Gap between number of homes sold by banks and number of new homes sold by builders is narrowing even as overall US home sales slow; volume of sales by banks has been falling for more than two years, finds study
May 30, 2014
(New York Times Online)
– ONE way to tell the housing market is beginning to show signs of health would be that builders of new homes are selling more houses than banks do.
We are not there yet, but the gap is narrowing, even as overall home sales slow.
According to calculations by Hanley Wood, a real estate research firm whose Metrostudy division studies deed transfers in about 95 percent of the United States, the areas it covered reported sales of about 74,000 new single-family homes in the first quarter of this year. During the same period, banks sold about twice that number of homes.
The bank sales — known in the industry as real estate owned, or R.E.O. — are of homes that were foreclosed upon or transferred to the mortgage holder without going through the formal foreclosure process.
The Hanley Wood figures show that in four of the 20 major metropolitan areas it covers — Dallas, Houston, Denver and the District of Columbia — the new-home builders are selling more houses than the banks are. As can be seen in the accompanying charts, the volume of new-home sales turned up in 2011 and has been rising gradually since then, although it remains far below the boom levels that existed before the financial crisis. The volume of sales by banks has been declining for more than two years.
Nationally, about 8 percent of home sales in the first quarter were made by builders and 17 percent by banks.
Over all, home sales have slowed in recent months, raising some worries that the rebound in housing might be fading away. But Jonathan Smoke, the chief economist at Hanley Wood, said much of that decline was caused by reductions in both foreclosure volume and in sales of homes that banks acquired through foreclosure.
“The total volumes are not nearly as important as the composition of what is being sold and who is buying,” Mr. Smoke said. “You can fret all you want about the total volumes being up or down, but the reality is that the residential real estate market is getting healthier and healthier each month.

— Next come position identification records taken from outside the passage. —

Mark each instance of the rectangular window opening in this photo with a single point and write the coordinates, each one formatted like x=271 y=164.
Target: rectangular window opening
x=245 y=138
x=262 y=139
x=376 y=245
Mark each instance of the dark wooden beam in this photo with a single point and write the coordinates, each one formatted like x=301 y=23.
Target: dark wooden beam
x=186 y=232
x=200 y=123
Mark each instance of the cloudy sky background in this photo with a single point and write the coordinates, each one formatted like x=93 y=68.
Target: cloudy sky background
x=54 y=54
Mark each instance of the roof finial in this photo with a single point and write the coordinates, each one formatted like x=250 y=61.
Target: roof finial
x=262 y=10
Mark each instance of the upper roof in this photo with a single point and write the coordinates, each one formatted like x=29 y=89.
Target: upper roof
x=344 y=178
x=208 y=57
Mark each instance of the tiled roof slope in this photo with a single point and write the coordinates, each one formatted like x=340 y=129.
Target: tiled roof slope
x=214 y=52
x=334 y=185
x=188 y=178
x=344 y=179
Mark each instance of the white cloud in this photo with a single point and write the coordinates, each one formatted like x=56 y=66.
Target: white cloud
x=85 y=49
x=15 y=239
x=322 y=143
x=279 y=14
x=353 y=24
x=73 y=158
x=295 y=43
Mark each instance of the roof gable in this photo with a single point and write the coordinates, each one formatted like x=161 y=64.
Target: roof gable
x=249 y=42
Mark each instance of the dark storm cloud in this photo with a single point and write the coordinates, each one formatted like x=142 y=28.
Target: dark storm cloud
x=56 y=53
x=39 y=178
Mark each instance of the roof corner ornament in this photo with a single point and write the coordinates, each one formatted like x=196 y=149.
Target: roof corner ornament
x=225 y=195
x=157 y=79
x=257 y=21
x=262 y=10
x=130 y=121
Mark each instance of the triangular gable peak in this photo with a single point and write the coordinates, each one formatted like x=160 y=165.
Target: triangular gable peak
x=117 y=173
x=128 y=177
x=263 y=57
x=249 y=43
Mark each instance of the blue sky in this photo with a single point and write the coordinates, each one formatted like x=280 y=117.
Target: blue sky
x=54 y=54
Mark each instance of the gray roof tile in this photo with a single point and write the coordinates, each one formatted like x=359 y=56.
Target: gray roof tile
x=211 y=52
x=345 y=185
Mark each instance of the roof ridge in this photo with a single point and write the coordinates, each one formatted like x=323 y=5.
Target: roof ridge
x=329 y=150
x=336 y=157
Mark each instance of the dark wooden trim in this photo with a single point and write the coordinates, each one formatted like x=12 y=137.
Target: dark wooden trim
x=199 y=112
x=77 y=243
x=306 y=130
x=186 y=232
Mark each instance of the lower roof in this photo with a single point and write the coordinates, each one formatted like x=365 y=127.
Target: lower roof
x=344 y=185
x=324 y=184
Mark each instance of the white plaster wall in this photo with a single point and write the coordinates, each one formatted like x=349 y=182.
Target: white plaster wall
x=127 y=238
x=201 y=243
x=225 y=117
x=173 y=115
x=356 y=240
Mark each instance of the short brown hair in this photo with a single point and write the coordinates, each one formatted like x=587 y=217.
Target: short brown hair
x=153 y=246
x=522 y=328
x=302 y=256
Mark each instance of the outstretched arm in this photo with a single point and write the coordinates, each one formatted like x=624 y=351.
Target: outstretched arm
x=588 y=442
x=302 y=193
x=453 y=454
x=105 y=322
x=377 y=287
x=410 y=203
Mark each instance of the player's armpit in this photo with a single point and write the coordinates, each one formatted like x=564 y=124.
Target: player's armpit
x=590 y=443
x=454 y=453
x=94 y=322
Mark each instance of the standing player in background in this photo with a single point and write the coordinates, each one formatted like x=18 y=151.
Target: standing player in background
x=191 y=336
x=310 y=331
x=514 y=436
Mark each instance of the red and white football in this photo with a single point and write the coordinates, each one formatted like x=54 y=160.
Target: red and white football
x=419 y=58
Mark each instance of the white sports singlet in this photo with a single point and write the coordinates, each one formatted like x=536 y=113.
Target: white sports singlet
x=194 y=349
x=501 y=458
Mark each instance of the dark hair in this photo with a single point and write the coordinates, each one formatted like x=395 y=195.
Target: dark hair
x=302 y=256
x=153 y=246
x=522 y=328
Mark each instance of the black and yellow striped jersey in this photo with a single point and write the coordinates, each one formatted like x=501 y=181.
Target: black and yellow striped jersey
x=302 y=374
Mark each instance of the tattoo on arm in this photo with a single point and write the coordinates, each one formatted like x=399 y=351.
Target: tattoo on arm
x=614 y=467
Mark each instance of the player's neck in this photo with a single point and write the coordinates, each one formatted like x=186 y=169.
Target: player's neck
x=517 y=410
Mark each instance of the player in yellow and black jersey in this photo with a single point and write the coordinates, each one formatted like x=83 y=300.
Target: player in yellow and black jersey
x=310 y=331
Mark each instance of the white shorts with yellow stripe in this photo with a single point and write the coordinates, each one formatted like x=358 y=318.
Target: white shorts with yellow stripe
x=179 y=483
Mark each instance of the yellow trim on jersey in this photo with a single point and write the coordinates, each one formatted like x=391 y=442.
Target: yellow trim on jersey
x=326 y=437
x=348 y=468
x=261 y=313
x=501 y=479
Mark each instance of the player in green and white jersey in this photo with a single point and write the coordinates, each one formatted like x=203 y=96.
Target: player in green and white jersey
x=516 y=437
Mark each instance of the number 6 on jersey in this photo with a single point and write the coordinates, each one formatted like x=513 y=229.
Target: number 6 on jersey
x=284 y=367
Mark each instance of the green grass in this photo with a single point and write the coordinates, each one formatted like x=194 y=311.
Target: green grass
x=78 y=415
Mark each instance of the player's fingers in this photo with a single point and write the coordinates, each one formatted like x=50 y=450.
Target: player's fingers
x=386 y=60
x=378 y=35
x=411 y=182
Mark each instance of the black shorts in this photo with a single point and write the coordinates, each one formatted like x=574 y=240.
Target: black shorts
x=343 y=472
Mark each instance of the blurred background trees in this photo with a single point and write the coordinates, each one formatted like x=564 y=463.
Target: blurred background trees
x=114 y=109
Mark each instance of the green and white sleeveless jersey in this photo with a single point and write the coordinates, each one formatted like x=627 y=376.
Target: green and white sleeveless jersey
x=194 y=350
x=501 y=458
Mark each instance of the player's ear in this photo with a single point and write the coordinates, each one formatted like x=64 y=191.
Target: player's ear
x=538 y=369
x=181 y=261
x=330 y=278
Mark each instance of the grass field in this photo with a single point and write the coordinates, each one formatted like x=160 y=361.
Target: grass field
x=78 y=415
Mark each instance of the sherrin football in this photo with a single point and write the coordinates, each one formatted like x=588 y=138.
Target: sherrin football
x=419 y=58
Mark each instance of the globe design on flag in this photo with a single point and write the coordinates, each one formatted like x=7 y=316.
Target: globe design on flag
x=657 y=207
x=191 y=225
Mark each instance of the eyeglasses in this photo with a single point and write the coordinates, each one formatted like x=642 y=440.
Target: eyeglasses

The health is reflected in the share of nondistressed, normal transactions continuing to rise.”
In addition, he said, in many areas more homes are being bought by people who intend to live in them rather than by investors who plan to rent them out.
The figures are based on recorded deeds and thus reflect sales that may have been negotiated in previous months. They do not include transactions in which foreclosures were completed and ownership transferred to banks, but do include the subsequent sale by the bank.
The R.E.O. sales have remained strong in some areas, notably in parts of Florida and in the Detroit area. In the first quarter of this year, banks sold more homes than did home builders and existing homeowners combined in the Detroit area, although that figure was influenced by an unusually large volume of homes sold by banks in January.
The home sales figures reflected in the accompanying charts differ from the sales figures that are most often reported. The Census Bureau estimates new-home sales based on a survey of home builders, and counts them in the month the contract is signed, which could be several months before the sale closes and the deed is transferred. The National Association of Realtors estimates sales of existing homes based on transactions reported by multiple listing services.